Japanese cedar

Every year, pollen counts in Japan are getting worse. In fact, pollen levels in Tokyo were literally off the charts just a few weeks ago. As a result, for four months out of the year, an estimated 15 to 30 percent of the Japanese population suffers from hay fever.

The tragedy of this situation is that Japan’s pollen problems are caused by its own government which encouraged people to plant cedar trees to meet the growing demand for timber in the 1940s and to replace forests that were destroyed during WWII. Hay fever was actually relatively rare in Japan until the 1960s when the millions of cedar trees began to mature and produce pollen.

As cedar pollen levels continue to climb, Japanese scientists may have found a solution to the problem: pollenless cedar trees.

The Forestry and Forest Products Research Institute announced the development of the world’s first pollenless cedar tree created through genetic recombination. Before, selective breeding yielded low-pollen and pollenless varieties of Japanese cedar, but these trees only grew in certain condition, making a nation-wide solution impossible.
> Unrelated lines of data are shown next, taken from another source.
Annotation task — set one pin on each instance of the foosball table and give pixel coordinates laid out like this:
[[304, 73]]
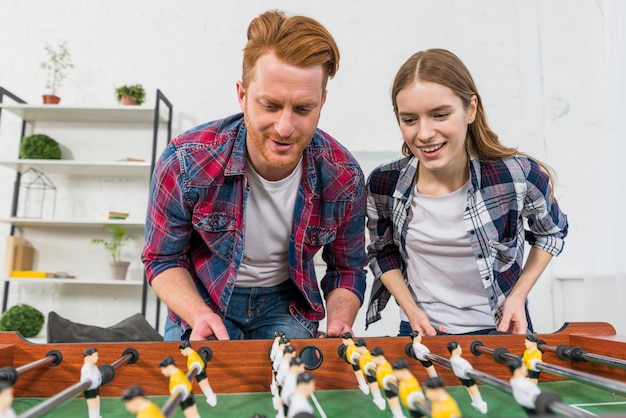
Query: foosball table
[[582, 363]]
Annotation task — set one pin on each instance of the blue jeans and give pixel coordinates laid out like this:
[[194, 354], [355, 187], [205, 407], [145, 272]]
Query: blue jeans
[[256, 313], [405, 330]]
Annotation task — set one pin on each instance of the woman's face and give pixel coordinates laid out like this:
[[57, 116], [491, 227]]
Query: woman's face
[[434, 125]]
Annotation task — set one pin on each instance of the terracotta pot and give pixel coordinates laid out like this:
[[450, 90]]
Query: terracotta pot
[[51, 99], [119, 269], [128, 100]]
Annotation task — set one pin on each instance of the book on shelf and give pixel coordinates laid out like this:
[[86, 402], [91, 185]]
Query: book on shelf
[[35, 274], [18, 255]]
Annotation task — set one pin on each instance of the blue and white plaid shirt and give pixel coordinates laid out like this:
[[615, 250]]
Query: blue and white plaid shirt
[[508, 203]]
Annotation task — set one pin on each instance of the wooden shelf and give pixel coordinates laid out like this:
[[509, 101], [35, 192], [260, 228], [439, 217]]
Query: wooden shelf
[[71, 223], [36, 280], [74, 114], [73, 167]]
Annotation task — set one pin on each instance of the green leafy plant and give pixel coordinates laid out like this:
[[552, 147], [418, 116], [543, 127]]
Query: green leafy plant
[[135, 92], [40, 147], [119, 238], [25, 319], [57, 65]]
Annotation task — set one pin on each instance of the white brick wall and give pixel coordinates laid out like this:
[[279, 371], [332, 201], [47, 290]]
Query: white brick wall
[[540, 67]]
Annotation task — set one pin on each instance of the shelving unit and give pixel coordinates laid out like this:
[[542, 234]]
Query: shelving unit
[[123, 118]]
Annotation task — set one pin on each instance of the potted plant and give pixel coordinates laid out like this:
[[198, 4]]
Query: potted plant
[[40, 147], [57, 66], [23, 318], [119, 238], [131, 95]]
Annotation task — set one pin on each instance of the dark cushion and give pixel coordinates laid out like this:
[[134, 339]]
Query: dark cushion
[[134, 328]]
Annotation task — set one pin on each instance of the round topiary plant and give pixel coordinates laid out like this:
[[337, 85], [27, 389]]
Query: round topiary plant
[[40, 147], [23, 318]]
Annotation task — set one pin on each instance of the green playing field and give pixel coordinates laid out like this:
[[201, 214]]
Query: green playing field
[[350, 403]]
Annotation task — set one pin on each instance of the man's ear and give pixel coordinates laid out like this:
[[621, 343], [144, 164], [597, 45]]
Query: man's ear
[[241, 94]]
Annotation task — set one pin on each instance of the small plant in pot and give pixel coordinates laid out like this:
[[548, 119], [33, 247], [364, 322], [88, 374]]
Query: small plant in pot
[[24, 319], [119, 238], [131, 95], [57, 66], [40, 147]]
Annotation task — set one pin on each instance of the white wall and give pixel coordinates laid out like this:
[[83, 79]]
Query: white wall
[[543, 69]]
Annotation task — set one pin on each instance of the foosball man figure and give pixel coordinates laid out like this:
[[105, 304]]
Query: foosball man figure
[[90, 371], [288, 388], [387, 381], [135, 402], [460, 366], [443, 405], [274, 348], [195, 361], [273, 351], [282, 343], [299, 404], [420, 351], [532, 355], [180, 384], [524, 390], [409, 389], [289, 352], [351, 356], [6, 400], [368, 367]]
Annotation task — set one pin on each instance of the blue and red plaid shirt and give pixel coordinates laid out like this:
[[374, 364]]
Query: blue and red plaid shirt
[[503, 195], [196, 218]]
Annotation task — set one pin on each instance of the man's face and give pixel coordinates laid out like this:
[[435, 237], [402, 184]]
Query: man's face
[[282, 106]]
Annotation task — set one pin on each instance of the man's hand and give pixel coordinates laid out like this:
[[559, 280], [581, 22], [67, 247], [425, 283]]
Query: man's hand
[[208, 325], [342, 306], [337, 328], [513, 316]]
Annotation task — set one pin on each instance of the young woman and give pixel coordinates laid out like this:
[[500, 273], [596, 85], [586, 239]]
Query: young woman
[[448, 222]]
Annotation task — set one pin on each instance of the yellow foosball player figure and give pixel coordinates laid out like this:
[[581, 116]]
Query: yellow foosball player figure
[[409, 389], [6, 400], [524, 390], [195, 361], [90, 371], [532, 355], [135, 402], [460, 367], [443, 405], [351, 356], [368, 367], [180, 384], [387, 381]]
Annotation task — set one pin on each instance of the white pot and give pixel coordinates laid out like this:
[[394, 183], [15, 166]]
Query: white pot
[[119, 269]]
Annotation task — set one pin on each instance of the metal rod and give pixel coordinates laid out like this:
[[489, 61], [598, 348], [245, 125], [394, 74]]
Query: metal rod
[[556, 407], [501, 355], [129, 356], [577, 354], [52, 358]]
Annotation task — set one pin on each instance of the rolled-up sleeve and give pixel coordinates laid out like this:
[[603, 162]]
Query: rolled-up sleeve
[[168, 221]]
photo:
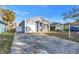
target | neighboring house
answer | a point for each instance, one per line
(56, 26)
(36, 24)
(2, 27)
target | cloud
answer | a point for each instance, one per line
(44, 6)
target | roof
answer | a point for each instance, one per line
(2, 22)
(41, 19)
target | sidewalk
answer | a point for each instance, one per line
(42, 44)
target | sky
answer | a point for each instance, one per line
(52, 13)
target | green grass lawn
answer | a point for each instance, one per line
(64, 35)
(6, 42)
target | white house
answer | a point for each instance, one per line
(36, 24)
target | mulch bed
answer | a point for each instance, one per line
(64, 35)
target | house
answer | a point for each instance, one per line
(2, 27)
(56, 26)
(36, 24)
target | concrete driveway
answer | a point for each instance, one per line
(42, 44)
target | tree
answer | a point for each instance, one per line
(8, 17)
(71, 14)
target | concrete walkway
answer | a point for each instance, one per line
(42, 44)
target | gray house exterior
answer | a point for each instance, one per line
(36, 24)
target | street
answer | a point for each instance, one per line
(42, 44)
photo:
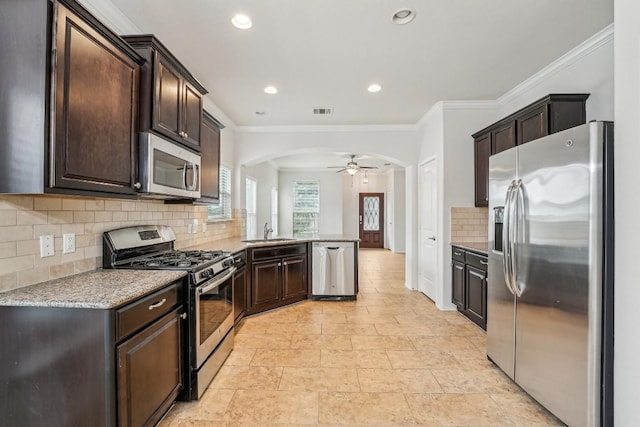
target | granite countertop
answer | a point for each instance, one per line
(99, 289)
(481, 247)
(238, 244)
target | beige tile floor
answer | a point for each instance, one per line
(391, 358)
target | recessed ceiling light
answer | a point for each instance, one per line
(403, 16)
(242, 21)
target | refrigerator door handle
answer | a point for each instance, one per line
(518, 228)
(506, 244)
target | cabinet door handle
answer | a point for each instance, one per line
(158, 304)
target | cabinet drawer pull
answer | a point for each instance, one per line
(158, 304)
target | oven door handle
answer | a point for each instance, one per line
(214, 283)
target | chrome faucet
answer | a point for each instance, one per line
(267, 230)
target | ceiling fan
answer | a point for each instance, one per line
(352, 167)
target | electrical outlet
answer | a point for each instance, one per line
(68, 243)
(46, 246)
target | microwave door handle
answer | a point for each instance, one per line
(184, 175)
(196, 177)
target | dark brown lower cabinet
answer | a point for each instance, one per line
(150, 372)
(266, 283)
(457, 284)
(278, 276)
(476, 301)
(469, 284)
(81, 367)
(240, 291)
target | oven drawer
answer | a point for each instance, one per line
(136, 315)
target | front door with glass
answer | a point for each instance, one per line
(371, 219)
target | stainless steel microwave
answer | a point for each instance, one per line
(167, 170)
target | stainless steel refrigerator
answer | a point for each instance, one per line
(550, 274)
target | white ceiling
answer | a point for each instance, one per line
(322, 161)
(325, 53)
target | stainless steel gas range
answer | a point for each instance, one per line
(208, 292)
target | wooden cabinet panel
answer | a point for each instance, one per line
(170, 94)
(166, 116)
(279, 276)
(469, 284)
(240, 293)
(553, 113)
(457, 284)
(266, 282)
(476, 296)
(149, 372)
(503, 137)
(533, 125)
(294, 277)
(191, 116)
(482, 151)
(96, 104)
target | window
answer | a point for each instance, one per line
(251, 196)
(306, 206)
(274, 210)
(223, 209)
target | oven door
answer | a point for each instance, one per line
(214, 313)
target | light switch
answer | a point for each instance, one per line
(46, 246)
(68, 243)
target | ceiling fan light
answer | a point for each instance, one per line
(241, 21)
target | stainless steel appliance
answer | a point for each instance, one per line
(550, 278)
(166, 169)
(208, 294)
(333, 271)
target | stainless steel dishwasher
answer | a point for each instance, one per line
(334, 271)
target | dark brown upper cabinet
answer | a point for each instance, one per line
(74, 107)
(210, 163)
(210, 154)
(170, 97)
(503, 137)
(482, 151)
(547, 115)
(96, 103)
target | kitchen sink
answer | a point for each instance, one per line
(276, 240)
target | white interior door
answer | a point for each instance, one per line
(427, 220)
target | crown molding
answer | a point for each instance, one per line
(326, 128)
(585, 48)
(107, 12)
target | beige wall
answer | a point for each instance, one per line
(469, 225)
(24, 218)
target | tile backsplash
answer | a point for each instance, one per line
(469, 225)
(24, 218)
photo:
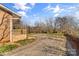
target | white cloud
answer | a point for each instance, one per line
(21, 6)
(56, 9)
(33, 4)
(72, 7)
(21, 13)
(56, 15)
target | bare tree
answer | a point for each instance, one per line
(5, 24)
(65, 24)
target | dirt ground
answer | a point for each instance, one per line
(44, 46)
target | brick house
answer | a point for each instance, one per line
(7, 17)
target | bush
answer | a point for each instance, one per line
(6, 48)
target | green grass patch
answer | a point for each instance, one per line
(25, 41)
(6, 48)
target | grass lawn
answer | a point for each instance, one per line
(8, 47)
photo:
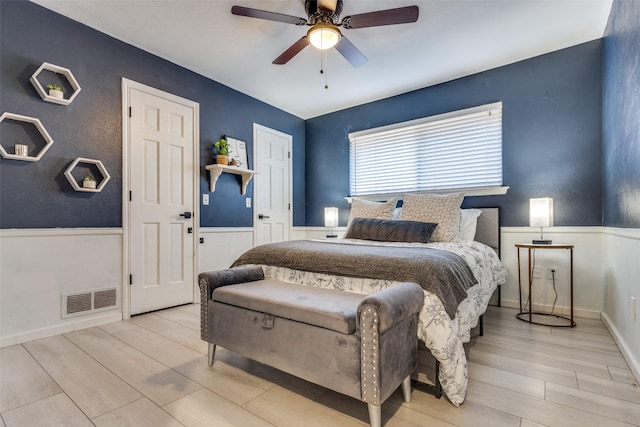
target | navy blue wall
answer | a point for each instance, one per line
(621, 124)
(37, 195)
(552, 145)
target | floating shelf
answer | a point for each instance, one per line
(74, 183)
(216, 170)
(43, 132)
(58, 70)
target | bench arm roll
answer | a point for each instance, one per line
(394, 304)
(211, 280)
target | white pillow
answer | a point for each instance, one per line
(468, 223)
(366, 209)
(442, 209)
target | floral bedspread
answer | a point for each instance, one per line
(443, 336)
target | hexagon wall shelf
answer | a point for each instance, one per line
(58, 70)
(39, 127)
(103, 171)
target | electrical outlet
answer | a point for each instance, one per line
(537, 272)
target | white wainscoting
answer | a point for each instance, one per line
(38, 265)
(588, 286)
(222, 246)
(621, 272)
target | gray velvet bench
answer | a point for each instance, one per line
(363, 346)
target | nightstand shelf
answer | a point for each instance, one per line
(528, 316)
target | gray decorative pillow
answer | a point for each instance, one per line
(366, 209)
(384, 230)
(442, 209)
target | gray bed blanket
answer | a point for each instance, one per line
(442, 273)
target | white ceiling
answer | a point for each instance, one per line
(451, 39)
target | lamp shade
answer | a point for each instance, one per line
(324, 36)
(331, 217)
(541, 212)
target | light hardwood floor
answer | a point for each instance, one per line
(152, 371)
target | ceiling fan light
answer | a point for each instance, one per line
(324, 36)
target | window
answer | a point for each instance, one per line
(452, 151)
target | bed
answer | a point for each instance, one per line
(446, 320)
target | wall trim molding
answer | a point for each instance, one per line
(57, 232)
(628, 233)
(634, 364)
(70, 326)
(212, 230)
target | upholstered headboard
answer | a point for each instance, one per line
(488, 228)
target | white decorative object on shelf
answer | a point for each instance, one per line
(74, 183)
(216, 170)
(21, 152)
(58, 70)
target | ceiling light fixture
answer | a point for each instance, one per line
(323, 36)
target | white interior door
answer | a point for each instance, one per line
(161, 206)
(272, 185)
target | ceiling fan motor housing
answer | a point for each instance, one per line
(318, 15)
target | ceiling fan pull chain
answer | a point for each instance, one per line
(325, 55)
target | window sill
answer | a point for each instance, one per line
(476, 191)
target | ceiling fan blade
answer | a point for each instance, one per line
(271, 16)
(351, 53)
(328, 5)
(401, 15)
(292, 51)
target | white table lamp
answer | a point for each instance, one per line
(331, 220)
(541, 215)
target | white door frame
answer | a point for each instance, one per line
(256, 128)
(126, 232)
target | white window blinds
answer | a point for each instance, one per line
(460, 149)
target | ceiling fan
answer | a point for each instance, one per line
(323, 18)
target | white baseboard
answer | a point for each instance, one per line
(634, 364)
(565, 311)
(70, 326)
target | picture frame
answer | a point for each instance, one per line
(238, 152)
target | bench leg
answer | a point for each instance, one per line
(375, 415)
(406, 389)
(211, 351)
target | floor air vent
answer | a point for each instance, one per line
(87, 302)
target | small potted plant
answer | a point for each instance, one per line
(223, 148)
(89, 182)
(55, 91)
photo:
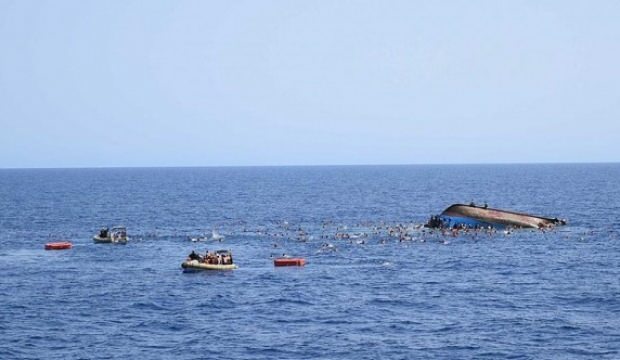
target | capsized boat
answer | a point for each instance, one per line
(218, 260)
(116, 235)
(473, 216)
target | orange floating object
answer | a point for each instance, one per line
(289, 262)
(58, 245)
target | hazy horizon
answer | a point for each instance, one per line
(280, 83)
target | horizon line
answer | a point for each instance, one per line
(306, 165)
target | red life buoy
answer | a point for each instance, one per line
(289, 262)
(58, 245)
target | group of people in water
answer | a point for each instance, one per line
(212, 258)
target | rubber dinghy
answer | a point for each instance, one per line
(472, 216)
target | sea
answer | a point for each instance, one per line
(364, 292)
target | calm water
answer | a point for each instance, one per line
(526, 295)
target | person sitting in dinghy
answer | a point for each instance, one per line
(194, 256)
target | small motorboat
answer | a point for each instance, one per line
(285, 261)
(218, 260)
(61, 245)
(116, 235)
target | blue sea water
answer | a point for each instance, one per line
(524, 295)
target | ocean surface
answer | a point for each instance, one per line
(528, 294)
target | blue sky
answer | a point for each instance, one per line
(209, 83)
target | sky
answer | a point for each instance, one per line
(244, 83)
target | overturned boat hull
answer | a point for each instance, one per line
(477, 216)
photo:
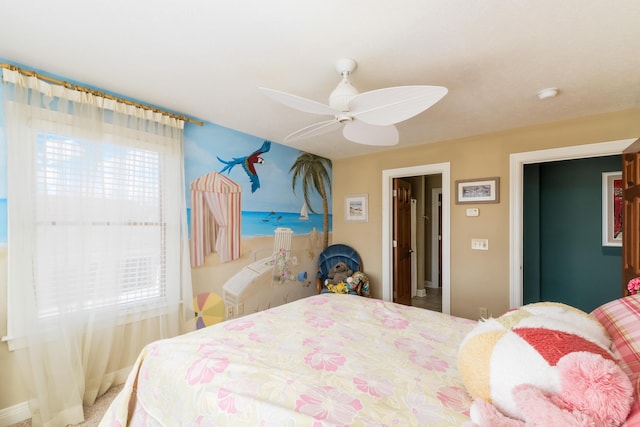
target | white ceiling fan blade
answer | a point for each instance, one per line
(394, 104)
(364, 133)
(315, 129)
(298, 103)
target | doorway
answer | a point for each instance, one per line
(516, 168)
(388, 176)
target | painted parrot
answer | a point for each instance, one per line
(248, 163)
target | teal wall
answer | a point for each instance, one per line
(564, 259)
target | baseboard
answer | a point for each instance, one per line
(15, 414)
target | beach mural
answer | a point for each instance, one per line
(259, 216)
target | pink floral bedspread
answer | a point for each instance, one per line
(326, 360)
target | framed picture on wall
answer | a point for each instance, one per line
(612, 209)
(481, 190)
(356, 207)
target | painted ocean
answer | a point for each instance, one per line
(3, 220)
(264, 223)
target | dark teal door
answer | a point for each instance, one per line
(563, 256)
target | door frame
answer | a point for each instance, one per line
(516, 171)
(387, 226)
(435, 219)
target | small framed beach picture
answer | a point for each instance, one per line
(482, 190)
(612, 209)
(356, 207)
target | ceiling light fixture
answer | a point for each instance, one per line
(549, 92)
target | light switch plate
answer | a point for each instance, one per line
(480, 244)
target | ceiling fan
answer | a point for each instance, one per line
(366, 118)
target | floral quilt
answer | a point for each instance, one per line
(326, 360)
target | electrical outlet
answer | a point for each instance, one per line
(484, 313)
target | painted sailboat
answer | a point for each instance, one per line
(304, 214)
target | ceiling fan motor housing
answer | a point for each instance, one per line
(342, 94)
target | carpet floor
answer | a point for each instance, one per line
(92, 414)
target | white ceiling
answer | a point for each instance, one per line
(206, 58)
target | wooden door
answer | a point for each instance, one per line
(440, 240)
(402, 242)
(631, 212)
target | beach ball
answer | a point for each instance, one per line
(209, 309)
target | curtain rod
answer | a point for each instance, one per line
(98, 93)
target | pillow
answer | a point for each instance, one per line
(621, 319)
(523, 346)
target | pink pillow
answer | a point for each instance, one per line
(621, 319)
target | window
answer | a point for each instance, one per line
(96, 214)
(72, 175)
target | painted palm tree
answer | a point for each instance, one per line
(313, 171)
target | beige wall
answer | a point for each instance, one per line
(478, 278)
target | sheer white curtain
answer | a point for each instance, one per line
(97, 254)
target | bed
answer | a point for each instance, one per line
(326, 360)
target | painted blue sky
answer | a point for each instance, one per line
(204, 144)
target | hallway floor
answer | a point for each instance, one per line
(433, 300)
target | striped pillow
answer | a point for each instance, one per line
(621, 319)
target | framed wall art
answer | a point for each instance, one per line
(356, 207)
(612, 209)
(481, 190)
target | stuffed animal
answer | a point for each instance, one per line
(338, 274)
(359, 279)
(545, 364)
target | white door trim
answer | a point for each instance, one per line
(516, 168)
(387, 226)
By using genetic recombination, Japanese scientists are able to create region-specific varieties of cedar that do not produce pollen, which they are hoping will reduce the amount of pollen in the air come spring time.

For now, the research is still in the experimental stage. According to Forestry and Forest Products Research Institute officials, scientists must still verify the efficacy and safety of the new cedar trees.

Although these new pollenless cedar trees give a flicker of hope to those suffering from hay fever, a declining forestry industry and decreased demand for cedar timber makes getting rid of the existing pollen-producing cedars increasingly difficult. And with more cedars reaching maturity each year, it may be too late for Japanese government officials to find an immediate solution to the problem they created themselves.